Consumer and automaker demand for tires that ride better, last longer, perform better as they wear and provide more grip on wet surfaces has led the Nashville, TN-based Bridgestone/Firestone Inc. to continue to evolve its longstanding and well-marketed UNI-T (Ultimate Network of Intelligent Tire) technology. Bridgestone's new Potenza S03 Pole Position and RE950 tires — which debut this spring — will feature the latest iteration of UNI-T: UNI-T/AQ II.

“The new UNI-T/AQ II technologies have allowed us to improve wet and dry handling performance as the tire wears, providing a more consistent level of characteristics throughout the tire's life,” says Shu Ishibashi, president of Bridgestone-Firestone's U.S. Consumer Tire Group. “We believe the tires' capabilities will earn the difficult-to-gain respect of those who appreciate performance-car driving.”

UNI-T, which debuted on Bridgestone/Firestone products in the mid-1990s, is a combination of material, design and construction technology that focuses on making tires last longer and perform better in wet conditions. These are L.L. (Long-Link) Carbon, which reinforces and stabilizes tire rubber by changing the carbon molecules used in carbon black, O-bead technologies that enhance performance through improvements in how a tire interacts with its wheel and CO-CS (Computer Optimized-Component System), which optimizes tread design, casting shape and construction.

UNI-T/AQ arrived later in the decade and added EPO (Extended Performance Compound), which comprised a second layer of softer-compound tread — exposed as the tire wears — to further enhance a tire's wet and worn performance.

Side-by-side performance-car tests of Bridgestone-Firestone products, versus competing tires on wet courses, proves the company's boasts.

UNI-T/AQ II debuts in consumer replacement tires early this year. It addresses the effects of aging tires by creating Super EPO, which consists of chemical additives that re-crosslink sulfur and slow oil migration to prevent tire hardening. Also, the softer second layer of tread is exposed on the center rib of the tire when new.

Even newer tire technologies offered by UNI-T/AQ II include Particle Z, a filler material, which along with silicon helps rubber maintain its flexibility and improves wet-road performance.

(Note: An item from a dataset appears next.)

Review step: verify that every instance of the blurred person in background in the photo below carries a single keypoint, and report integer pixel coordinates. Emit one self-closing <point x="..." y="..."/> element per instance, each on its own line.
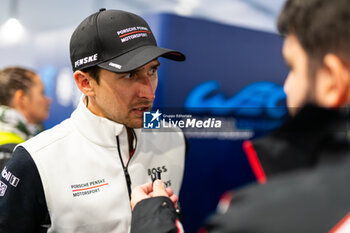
<point x="78" y="176"/>
<point x="308" y="159"/>
<point x="23" y="108"/>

A new H-E-S (Hydro Evacuation System) uses small grooves cut into the inside of the treads to channel water away from the tread more efficiently.

Still more performance improvements come from C-S-C (Consistent Surface Contact), which utilizes computer-optimized designs to create a pattern of tread blocks that results in more-uniform contact pressure between the tire and the road. This helps prevent irregular wear and also results in better ride comfort.

Recent side-by-side comparisons of the new Potenza RE950 with UNI-T/AQ II and a comparable Michelin resulted in a virtual dead heat when the tires were driven new on dry pavement. But when aged and shaved to 50% of their tread, the Potenza shows a marked advantage, particularly in cornering and accelerating on a wet course.